Drastic changes are being made to golden visas worldwide. After Portugal, Ireland and the Netherlands announced that they would shut down their golden visa programmes, Greece and Spain have tightened their requirements.
Many of these changes have been due to security concerns that the programmes would be used to launder money, evade tax, and finance terrorism, corruption and organised crime. The European Union has also criticised the proliferation of these visas in the Caribbean for similar reasons.
On October 18, the EU published a report that condemned the spread of golden visa programmes, particularly in the Caribbean. It highlighted a lack of security checks, resulting in an increase in Nigerian, Chinese and Russian citizens. As a result, the EU is seeking to review golden visa schemes that offer investor citizenship to specific countries’ citizens, reports legit.ng.
The EU’s main concern is that the golden visa provides foreign passport-holders with visa-free access to the whole EU. The scheme gives citizenship rights based on investments or a flat fee, with little-to-no residence requirements, allowing the new nationals to avoid the regular Schengen visa checks as well.
“We have countries within the visa-free regime with the EU that are selling passports/citizenships quite cheaply to people that are security risks or potential security risks to the EU. They are sometimes allowed to change their names and identity several times after getting the new citizenship and, of course, this is also a security risk for the EU that we have to look into,” EU Home Affairs Commissioner, Ylva Johansson, told theguardian.com.
In the Netherlands, property investments made by those who hold a golden visa have been shown to radically increase property prices, making it unaffordable for long-time citizens.
According to london-post.co.uk, in popular regions, Greece has increased the minimum investment threshold from €250 000 (R5m) to €500 000 (R10m). The investment may only be made in a single payment for a single object or property.
Spain announced earlier this year that it was deliberating whether to tighten golden visa requirements or to abolish the programme, reported reuters.com. Currently, to acquire a Spanish golden visa, one of the following requirements must be met: invest €500 000 in single or multiple properties, invest €2 million (R40,4m) in Spanish public debt, purchase €1 million (R20,2m) in shares in a Spanish company, deposit €1 million in a Spanish bank, or invest in a new business that will create job opportunities.
Aside from the problems created by the gentrification of property, Spain is also contesting the programme due to the shortage of jobs that has accompanied the golden visa programme’s success.

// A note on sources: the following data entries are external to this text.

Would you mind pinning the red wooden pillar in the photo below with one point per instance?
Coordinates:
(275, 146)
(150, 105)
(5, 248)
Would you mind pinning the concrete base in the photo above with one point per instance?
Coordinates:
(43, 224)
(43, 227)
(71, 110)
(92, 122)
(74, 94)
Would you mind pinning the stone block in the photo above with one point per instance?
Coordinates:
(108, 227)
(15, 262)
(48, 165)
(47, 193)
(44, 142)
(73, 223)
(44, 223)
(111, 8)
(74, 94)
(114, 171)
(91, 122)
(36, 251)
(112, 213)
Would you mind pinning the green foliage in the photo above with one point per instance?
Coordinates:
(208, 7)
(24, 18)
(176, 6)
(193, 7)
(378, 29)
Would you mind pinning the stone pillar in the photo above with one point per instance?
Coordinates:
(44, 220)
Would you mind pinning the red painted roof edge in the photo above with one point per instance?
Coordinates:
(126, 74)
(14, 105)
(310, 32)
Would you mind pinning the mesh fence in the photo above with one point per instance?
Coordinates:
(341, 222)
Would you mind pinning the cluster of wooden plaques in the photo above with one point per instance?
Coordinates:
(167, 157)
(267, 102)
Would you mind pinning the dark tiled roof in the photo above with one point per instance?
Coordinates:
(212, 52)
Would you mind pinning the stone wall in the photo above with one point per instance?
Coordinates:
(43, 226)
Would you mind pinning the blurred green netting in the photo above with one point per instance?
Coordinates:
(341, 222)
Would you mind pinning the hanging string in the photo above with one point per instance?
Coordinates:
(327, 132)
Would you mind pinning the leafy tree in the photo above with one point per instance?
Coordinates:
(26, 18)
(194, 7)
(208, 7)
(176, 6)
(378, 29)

On the other hand, the UAE's AED2 million (R10,3m) bank deposit golden visa programme has grown increasingly popular, especially among retirees and freelance professionals, reports gulfnews.com. Although deposit rates have reached between 3,99% and 5%, it does, however, come with terms, one of which is that the deposit must remain in the applicant’s account for a minimum fixed period of two years, explained one market commentator.